When sex is a bargaining tool

When sex is a bargaining tool

MASERU – POVERTY stricken but desperate for a bit of good life, some school girls are not seeing books as a path to achieve their desires.
For them the quickest way to gratify their needs is sex. Out in the villages, they hunt for older men and sell their bodies for a few trinkets and food.
A sex video involving two high school girls and two boys that has gone viral is a tip of the iceberg, according to experts and studies.
According to research by UNICEF an estimated 36.6 percent of children who participate in prostitution are driven into the vice by poverty.
Others do not enter full time street prostitution, but they still use sex as a bargaining tool.

Take the recent sex video involving the two girls.
Despite their young age, they have the nerve to demand money right in the middle of sex.
The video shows a Tšepo Christian High School girl in a sexual act with a man in the village of Koalabata, a few kilometres away from the school.
The girl is heard demanding payment for the sex.

Another girl in the video pushes the boy having sexual intercourse with her friend to hurry up and pay.
“You have been sleeping around with this girl for some time and this time around you have to pay her,” she is heard saying in the video.
The video does not show another couple, only their voices are heard.

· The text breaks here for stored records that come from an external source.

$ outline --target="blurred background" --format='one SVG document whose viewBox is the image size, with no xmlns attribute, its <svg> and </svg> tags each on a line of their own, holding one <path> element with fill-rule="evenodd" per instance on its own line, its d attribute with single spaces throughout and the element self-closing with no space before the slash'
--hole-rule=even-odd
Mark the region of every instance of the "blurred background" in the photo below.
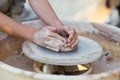
<svg viewBox="0 0 120 80">
<path fill-rule="evenodd" d="M 60 19 L 88 20 L 119 26 L 119 0 L 49 0 Z M 24 20 L 37 19 L 25 3 L 28 13 Z"/>
</svg>

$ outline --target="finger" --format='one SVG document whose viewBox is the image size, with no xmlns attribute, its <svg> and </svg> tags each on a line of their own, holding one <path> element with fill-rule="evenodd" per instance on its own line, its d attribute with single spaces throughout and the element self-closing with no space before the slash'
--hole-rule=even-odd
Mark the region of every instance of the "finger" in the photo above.
<svg viewBox="0 0 120 80">
<path fill-rule="evenodd" d="M 67 47 L 67 44 L 65 43 L 63 47 Z"/>
<path fill-rule="evenodd" d="M 66 43 L 66 39 L 60 35 L 58 35 L 57 33 L 51 33 L 50 35 L 51 37 L 57 38 L 59 40 L 62 40 L 64 43 Z"/>
<path fill-rule="evenodd" d="M 70 43 L 74 39 L 74 36 L 75 36 L 75 32 L 71 31 L 71 33 L 69 34 L 69 37 L 68 37 L 68 43 Z"/>
<path fill-rule="evenodd" d="M 68 43 L 68 46 L 71 47 L 76 42 L 76 40 L 77 40 L 77 35 L 75 35 L 73 40 L 70 43 Z"/>
<path fill-rule="evenodd" d="M 79 40 L 77 39 L 76 42 L 71 46 L 71 48 L 76 48 L 79 43 Z"/>
<path fill-rule="evenodd" d="M 57 31 L 57 28 L 55 28 L 55 27 L 50 27 L 50 26 L 48 26 L 47 27 L 50 31 L 52 31 L 52 32 L 56 32 Z"/>
<path fill-rule="evenodd" d="M 65 31 L 60 31 L 60 35 L 64 36 L 64 37 L 67 37 L 67 33 Z"/>
<path fill-rule="evenodd" d="M 68 37 L 68 43 L 70 43 L 73 38 L 74 38 L 74 35 L 76 34 L 75 30 L 71 27 L 65 27 L 65 31 L 66 33 L 69 34 L 69 37 Z"/>
</svg>

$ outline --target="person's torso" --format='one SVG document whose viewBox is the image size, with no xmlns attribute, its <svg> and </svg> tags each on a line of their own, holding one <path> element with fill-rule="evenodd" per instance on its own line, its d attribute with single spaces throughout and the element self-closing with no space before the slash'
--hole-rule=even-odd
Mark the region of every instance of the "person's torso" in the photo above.
<svg viewBox="0 0 120 80">
<path fill-rule="evenodd" d="M 13 0 L 0 0 L 0 11 L 5 13 L 10 8 Z"/>
<path fill-rule="evenodd" d="M 19 20 L 25 0 L 0 0 L 0 12 Z"/>
</svg>

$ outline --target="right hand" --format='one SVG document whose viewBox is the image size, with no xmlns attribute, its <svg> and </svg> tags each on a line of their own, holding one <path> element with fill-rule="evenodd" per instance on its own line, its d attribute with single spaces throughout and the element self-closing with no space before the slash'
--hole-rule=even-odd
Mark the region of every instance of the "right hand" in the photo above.
<svg viewBox="0 0 120 80">
<path fill-rule="evenodd" d="M 70 26 L 58 26 L 57 33 L 62 36 L 68 35 L 68 39 L 66 41 L 67 43 L 65 45 L 66 47 L 71 47 L 71 48 L 77 47 L 79 40 L 74 28 Z"/>
<path fill-rule="evenodd" d="M 63 47 L 66 40 L 64 37 L 55 33 L 54 32 L 55 30 L 56 29 L 51 26 L 46 26 L 42 28 L 40 31 L 34 34 L 33 42 L 35 42 L 36 44 L 42 47 L 45 47 L 54 51 L 59 51 L 59 49 Z"/>
</svg>

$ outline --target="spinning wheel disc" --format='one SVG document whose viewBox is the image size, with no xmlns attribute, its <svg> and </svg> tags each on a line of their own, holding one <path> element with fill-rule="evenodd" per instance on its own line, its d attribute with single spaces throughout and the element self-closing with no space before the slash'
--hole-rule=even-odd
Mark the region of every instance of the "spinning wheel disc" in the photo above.
<svg viewBox="0 0 120 80">
<path fill-rule="evenodd" d="M 52 65 L 78 65 L 96 61 L 102 56 L 102 47 L 94 40 L 79 36 L 78 48 L 71 52 L 55 52 L 26 41 L 22 48 L 32 60 Z"/>
</svg>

Acting Principal of the school, ’Makarabelo Mosoloane, confirmed that the girls are pupils at the school.
The boys in the video are not pupils at the school, Mosoloane said.
Mosoloane said primary investigations revealed that their students go out to men in surrounding villages negotiating for sex in exchange for fat cakes (makoenya) and chips.
thepost cannot name the underage teenagers in compliance with the Child Protection Act.
The girls will be punished by both the school and their parents, said Mosoloane.

They also face ridicule at school and in the community.
The boys in the clip have been disciplined by the local chief, the school said in a statement released a few days after the video went viral.
“The video was taken from the boys’ apartment not at the school premises, like people on the social media were suggesting,” the school said in a statement.
Mosoloane said the Ministry of Education and guardians and parents of the affected students have been advised of the matter.

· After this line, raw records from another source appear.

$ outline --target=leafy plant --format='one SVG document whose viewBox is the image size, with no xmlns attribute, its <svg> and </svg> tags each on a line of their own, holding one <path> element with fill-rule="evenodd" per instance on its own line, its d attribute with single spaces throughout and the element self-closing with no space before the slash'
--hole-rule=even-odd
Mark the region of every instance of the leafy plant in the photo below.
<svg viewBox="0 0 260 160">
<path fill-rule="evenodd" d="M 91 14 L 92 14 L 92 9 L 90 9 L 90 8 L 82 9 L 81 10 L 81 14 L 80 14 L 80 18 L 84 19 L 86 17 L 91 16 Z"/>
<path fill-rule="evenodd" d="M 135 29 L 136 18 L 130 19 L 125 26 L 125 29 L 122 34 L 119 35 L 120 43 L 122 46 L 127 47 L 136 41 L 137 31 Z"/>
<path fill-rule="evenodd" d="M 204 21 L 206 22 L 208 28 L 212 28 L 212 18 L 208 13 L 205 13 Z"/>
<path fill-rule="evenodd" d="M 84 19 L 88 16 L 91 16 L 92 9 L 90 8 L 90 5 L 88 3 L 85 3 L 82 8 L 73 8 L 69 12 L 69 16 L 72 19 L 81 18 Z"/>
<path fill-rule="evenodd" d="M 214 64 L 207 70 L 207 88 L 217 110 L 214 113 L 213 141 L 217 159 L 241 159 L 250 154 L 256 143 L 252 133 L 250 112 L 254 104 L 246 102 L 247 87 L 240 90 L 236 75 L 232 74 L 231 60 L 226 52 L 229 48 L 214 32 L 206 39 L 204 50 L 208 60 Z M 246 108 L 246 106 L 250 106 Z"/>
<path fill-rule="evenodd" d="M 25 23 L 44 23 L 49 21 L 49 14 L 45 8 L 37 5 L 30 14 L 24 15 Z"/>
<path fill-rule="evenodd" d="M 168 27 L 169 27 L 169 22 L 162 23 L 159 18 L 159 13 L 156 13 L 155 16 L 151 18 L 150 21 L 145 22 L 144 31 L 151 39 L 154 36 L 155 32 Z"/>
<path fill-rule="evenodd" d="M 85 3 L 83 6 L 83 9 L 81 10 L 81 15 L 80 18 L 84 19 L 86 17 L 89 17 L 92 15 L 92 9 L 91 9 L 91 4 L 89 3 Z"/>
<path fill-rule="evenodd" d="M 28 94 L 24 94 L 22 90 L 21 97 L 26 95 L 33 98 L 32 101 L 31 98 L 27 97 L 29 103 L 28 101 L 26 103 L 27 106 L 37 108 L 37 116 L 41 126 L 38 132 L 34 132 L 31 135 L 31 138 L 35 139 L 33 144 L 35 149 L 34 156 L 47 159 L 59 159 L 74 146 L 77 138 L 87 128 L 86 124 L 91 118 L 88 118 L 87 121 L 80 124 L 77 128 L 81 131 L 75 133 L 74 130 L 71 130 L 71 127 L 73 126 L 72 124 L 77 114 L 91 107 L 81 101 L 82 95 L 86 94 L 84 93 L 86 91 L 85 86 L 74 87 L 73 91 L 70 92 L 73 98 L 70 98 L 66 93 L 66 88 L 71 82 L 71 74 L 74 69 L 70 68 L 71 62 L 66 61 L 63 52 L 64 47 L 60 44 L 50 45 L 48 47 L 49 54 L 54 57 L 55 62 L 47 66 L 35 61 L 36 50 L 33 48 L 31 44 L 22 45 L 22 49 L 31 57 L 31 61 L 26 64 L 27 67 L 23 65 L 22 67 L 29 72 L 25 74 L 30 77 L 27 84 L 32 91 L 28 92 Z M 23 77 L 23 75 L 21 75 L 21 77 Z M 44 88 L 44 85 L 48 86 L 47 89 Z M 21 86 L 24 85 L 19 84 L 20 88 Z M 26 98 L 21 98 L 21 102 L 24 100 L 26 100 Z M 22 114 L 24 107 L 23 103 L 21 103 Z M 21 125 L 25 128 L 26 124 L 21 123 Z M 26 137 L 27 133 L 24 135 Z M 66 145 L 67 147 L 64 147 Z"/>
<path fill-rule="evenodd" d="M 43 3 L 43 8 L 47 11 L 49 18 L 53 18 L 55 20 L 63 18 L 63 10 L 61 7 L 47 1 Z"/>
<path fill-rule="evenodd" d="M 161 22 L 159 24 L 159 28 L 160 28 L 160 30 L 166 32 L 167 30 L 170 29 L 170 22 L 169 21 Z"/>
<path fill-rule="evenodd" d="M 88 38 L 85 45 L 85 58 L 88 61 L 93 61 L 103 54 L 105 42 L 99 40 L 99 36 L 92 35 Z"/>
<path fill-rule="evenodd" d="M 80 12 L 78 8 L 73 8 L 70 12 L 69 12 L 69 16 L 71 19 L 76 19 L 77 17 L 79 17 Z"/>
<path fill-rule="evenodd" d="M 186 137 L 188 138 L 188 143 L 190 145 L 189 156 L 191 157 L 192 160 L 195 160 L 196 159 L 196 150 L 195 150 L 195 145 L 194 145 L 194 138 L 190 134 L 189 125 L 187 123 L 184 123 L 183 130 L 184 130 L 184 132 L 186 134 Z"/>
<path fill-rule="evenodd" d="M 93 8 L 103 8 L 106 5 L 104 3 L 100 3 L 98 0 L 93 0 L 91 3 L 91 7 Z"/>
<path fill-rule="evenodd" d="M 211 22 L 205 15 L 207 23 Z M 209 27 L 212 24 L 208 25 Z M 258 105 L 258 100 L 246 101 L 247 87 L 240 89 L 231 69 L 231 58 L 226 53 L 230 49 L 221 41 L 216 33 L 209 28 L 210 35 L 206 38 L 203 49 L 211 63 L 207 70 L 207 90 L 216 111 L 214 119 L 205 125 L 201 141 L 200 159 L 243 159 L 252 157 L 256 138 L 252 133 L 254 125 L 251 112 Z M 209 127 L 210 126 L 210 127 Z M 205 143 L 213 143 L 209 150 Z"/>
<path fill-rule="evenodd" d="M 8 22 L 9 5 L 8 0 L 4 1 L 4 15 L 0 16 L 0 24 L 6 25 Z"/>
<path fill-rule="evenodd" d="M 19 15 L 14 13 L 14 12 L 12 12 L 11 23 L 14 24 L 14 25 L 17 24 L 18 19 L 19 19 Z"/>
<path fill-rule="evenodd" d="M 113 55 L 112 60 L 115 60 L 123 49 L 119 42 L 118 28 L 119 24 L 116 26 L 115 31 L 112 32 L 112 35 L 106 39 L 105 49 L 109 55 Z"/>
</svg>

“The school has taken a decision to counsel both the students and the teachers of Tšepo Christian High School,” the school said in the statement.
“The school governing body has prepared a meeting with the parents of all the students to explain to them everything that has been happening,” read the statement.
Education Principal Secretary Dr Thabiso Lebese said the ministry has been suggesting programmes such as debate and sports for schools to keep students busy and avoid such incidents.
“But it is up to schools to decide whether they take part in the programmes or not,” said Dr Lebese.

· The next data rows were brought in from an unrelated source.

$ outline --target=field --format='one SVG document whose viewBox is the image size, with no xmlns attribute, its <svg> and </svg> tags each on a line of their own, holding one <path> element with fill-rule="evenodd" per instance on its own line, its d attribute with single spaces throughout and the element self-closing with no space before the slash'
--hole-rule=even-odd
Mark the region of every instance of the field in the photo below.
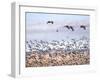
<svg viewBox="0 0 100 80">
<path fill-rule="evenodd" d="M 89 51 L 32 52 L 26 55 L 26 67 L 84 65 L 90 63 Z"/>
</svg>

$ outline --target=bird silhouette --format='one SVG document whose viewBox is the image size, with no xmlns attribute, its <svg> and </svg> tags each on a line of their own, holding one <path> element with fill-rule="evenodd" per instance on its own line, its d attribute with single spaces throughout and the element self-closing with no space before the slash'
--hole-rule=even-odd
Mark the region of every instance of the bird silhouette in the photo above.
<svg viewBox="0 0 100 80">
<path fill-rule="evenodd" d="M 71 29 L 72 31 L 74 31 L 74 28 L 72 26 L 65 25 L 64 27 L 66 27 L 67 29 Z"/>
<path fill-rule="evenodd" d="M 72 26 L 70 26 L 70 29 L 71 29 L 72 31 L 74 31 L 74 28 L 73 28 Z"/>
<path fill-rule="evenodd" d="M 84 30 L 86 30 L 86 26 L 81 25 L 80 28 L 83 28 Z"/>
<path fill-rule="evenodd" d="M 47 21 L 47 24 L 49 24 L 49 23 L 54 24 L 54 22 L 53 22 L 53 21 Z"/>
</svg>

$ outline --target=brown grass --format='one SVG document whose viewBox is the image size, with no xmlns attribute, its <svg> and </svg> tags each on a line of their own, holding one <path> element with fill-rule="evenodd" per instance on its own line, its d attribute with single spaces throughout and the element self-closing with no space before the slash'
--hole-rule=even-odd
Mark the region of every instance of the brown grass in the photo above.
<svg viewBox="0 0 100 80">
<path fill-rule="evenodd" d="M 56 51 L 55 53 L 32 52 L 26 55 L 26 67 L 43 67 L 43 66 L 62 66 L 62 65 L 83 65 L 90 63 L 90 55 L 85 52 L 64 52 Z"/>
</svg>

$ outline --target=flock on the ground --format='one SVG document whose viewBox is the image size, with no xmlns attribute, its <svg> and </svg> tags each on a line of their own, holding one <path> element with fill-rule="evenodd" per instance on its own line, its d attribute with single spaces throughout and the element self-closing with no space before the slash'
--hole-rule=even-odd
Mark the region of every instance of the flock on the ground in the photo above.
<svg viewBox="0 0 100 80">
<path fill-rule="evenodd" d="M 43 40 L 30 40 L 25 43 L 26 52 L 32 51 L 52 51 L 52 50 L 64 50 L 64 51 L 73 51 L 73 50 L 88 50 L 89 49 L 89 40 L 80 39 L 71 41 L 43 41 Z"/>
</svg>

“We are disappointed that at this time of examinations students are being involved in practices like this because they should be reading and preparing for their examinations,” he said.
The girls’ misconduct should not lead to their “crucifixion” by the public as this may affect the children socially and mentally, he said.
“They need the support of the public,” he said.

Professional Physiologist Dr Calvin Motebang said explicit social media context is increasingly influencing children into premature sex.
“Sexual intercourse at an early age is not something new, children even before us have been having sex at a young age but then it was something private that was not meant for the public,” he said.
“But now because children see sex on television and they have smart phones where they watch all kinds of materials, they want to practise exactly what they see,” Motebang added.
Poverty is also an underlying factor.

The 2018 Lesotho Economic Profile says “poverty remains widespread around 57 percent of the total population”.
It says about 75 percent of the population reside in rural areas and engage in animal herding and subsistence agriculture, although Lesotho produces less than 20 percent of the nation’s demand for food.

“Agriculture is vulnerable to weather and climate variability,” the profile reads.
Child prostitution caused by poverty is one of the challenges Basotho face.
The Lesotho National Human Development Report 2015 says high poverty creates practices of prostitution and transactional sex (sex in exchange for gifts or status) and also intergenerational sex is culturally and socially common.

It says orphaned and poor children “are thus susceptible to being ostracized and to child abuse and often resort to prostitution to survive”.
Many of these children are prone to catching sexually transmitted diseases.
AVERT, an online global information NGO which offers advice on HIV and AIDS, says in Lesotho young people are significantly affected by the HIV/AIDS epidemic.
It refers to a study that showed that 13 percent of young women and six percent of young men (aged 15-24) were living with HIV.

The study reveals that in Lesotho, eight percent of young women (age 15-19) had sex with a man 10 or more years older than them, compared to one percent of young men of the same age.
In 2014, 6 percent of women and 12 percent of men reported engaging in sex for the first time before the age of 15, according to the study.